An Institute for Supply Management (ISM) survey showed services sector activity, which accounts for more than two-thirds of the economy, fell to 50.6 in December from 52.7 in the previous month. Economists polled by Reuters had forecast 52.6.

The yield on the benchmark U.S. Treasury 10-year note , reflecting interest rate expectations, pared gains after the data and was last at 3.998%.

Markets had initially scaled back bets for a March rate cut after a Labor Department report showed U.S. employers hired more workers than expected in December, while raising wages at a solid clip.

Traders now see a 71% chance of at least a 25-basis point cut in March, up from nearly 55% earlier in the day, according to the CME Group's FedWatch tool.

"The name of the game with the numbers today is that employment, it's weaker than advertised when you take into account the revisions," said Thomas Hayes, chairman at Great Hill Capital.

"And on ISM non manufacturing data, it came in lower than estimated as well and that keeps the Fed cuts sooner rather than later on the table and that's what the market likes."

Financial stocks led gains among the 11 S&P 500 sectors with a 0.6% advance, notching an over 1-1/2-year high.

The S&P 500 was still on track for its worst weekly performance since late October as investors cashed in after a nine-week winning streak driven by bets that aggressive rate cuts were imminent.

The Nasdaq was on course for its worst week since late September, impacted by rotation out of tech-heavy stocks into defensive sectors like healthcare, financials and utilities.

At 11:53 a.m.
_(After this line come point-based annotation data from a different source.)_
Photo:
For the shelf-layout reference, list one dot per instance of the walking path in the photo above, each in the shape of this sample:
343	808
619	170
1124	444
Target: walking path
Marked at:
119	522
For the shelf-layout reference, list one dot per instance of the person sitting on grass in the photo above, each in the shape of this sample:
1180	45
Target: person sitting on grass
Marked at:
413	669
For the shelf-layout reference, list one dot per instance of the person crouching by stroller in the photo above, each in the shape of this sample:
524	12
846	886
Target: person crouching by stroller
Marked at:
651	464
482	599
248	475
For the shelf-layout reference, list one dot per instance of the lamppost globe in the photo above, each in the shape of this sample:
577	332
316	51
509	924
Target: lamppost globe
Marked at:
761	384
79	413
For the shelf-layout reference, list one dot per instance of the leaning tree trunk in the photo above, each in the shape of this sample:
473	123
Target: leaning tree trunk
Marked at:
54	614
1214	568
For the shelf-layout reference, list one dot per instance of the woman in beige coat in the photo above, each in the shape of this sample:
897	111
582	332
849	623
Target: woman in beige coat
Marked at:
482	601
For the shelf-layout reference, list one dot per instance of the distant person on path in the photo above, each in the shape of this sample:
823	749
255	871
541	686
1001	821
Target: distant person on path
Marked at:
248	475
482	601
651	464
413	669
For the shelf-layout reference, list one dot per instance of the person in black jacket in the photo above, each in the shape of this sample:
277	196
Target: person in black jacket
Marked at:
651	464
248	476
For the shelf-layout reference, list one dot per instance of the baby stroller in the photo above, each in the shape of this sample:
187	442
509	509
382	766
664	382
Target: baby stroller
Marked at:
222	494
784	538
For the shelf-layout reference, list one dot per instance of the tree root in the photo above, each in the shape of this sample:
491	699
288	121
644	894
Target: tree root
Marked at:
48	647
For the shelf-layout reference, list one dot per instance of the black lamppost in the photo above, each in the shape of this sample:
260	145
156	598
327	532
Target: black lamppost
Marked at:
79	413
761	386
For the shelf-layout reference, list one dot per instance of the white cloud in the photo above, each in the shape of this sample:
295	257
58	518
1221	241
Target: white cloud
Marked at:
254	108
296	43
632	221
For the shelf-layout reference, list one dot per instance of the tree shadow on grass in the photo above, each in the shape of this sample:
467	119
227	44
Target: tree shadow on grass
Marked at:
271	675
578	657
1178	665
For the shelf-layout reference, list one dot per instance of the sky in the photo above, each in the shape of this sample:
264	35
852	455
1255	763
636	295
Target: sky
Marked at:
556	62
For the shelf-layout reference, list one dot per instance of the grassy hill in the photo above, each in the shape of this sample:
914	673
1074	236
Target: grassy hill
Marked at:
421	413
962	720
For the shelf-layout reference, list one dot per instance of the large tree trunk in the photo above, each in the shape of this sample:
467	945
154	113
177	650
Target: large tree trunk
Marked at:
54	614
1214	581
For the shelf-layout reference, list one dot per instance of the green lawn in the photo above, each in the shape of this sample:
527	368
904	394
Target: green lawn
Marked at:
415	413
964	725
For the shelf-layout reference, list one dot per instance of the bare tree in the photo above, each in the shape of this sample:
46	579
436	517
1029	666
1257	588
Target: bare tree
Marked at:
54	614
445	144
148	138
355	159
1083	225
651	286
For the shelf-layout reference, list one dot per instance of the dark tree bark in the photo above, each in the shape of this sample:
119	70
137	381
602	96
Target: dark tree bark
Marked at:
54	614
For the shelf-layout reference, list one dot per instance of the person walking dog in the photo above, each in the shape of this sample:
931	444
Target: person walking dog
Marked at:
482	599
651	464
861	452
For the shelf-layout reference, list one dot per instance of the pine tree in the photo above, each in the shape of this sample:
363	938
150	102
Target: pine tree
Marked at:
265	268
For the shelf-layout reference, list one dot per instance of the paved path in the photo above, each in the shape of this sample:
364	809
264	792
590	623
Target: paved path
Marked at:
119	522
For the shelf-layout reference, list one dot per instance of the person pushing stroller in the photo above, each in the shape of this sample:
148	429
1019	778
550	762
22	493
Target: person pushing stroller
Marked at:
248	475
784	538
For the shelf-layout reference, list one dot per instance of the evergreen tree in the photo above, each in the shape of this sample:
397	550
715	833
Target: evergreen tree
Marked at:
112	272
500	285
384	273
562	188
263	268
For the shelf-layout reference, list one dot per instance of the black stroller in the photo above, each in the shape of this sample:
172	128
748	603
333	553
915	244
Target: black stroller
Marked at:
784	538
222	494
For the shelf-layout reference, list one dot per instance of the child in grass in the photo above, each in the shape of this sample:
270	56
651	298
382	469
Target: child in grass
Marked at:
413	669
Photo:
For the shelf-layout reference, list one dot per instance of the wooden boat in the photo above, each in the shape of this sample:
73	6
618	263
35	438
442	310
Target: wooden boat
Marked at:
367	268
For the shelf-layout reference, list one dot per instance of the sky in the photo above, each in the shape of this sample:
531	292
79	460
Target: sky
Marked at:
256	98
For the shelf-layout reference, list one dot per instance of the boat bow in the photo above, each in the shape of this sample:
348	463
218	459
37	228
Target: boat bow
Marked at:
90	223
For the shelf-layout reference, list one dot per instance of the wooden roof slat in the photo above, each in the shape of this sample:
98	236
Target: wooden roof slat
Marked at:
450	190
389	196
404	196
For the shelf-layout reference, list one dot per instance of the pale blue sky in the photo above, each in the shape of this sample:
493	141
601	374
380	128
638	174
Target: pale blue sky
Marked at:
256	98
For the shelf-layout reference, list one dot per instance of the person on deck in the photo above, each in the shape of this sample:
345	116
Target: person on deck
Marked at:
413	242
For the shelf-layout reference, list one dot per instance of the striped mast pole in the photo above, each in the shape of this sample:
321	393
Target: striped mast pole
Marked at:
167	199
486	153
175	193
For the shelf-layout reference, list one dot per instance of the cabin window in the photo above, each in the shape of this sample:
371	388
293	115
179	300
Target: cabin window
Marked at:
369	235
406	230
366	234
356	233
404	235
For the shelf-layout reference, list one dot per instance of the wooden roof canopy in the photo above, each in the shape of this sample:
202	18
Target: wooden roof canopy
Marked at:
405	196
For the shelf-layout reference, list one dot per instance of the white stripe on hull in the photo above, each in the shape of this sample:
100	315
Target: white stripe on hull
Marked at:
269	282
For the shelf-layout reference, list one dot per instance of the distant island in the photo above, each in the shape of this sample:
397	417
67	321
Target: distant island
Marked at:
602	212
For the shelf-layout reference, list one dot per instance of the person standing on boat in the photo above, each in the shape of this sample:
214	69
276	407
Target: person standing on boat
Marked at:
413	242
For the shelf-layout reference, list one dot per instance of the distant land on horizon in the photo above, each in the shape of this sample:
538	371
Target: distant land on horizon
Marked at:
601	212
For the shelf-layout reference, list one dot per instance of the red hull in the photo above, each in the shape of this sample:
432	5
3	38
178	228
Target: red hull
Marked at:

ET, the Dow Jones Industrial Average was up 30.49 points, or 0.08%, at 37,470.83, the S&P 500 was up 18.06 points, or 0.39%, at 4,706.74, and the Nasdaq Composite was up 62.57 points, or 0.43%, at 14,572.87.

Applied Therapeutics tumbled 36.8% after the drug developer's heart disease drug showed disappointing results in a late-stage trial.

Palantir Technologies lost 2.1% after Jefferies downgraded the data analytics firm to "underperform" on high stock valuations.

Peloton jumped 11.1% after the fitness equipment maker said it will bring its workout content to short-form video platform TikTok in an exclusive partnership. Later in the day, investors will parse remarks by Richmond Fed President Thomas Barkin, a voting member this year.

Advancing issues outnumbered decliners by a 2.21-to-1 ratio on the NYSE and by a 1.16-to-1 ratio on the Nasdaq.

The S&P index recorded 12 new 52-week highs and no new lows, while the Nasdaq recorded 33 new highs and 52 new lows.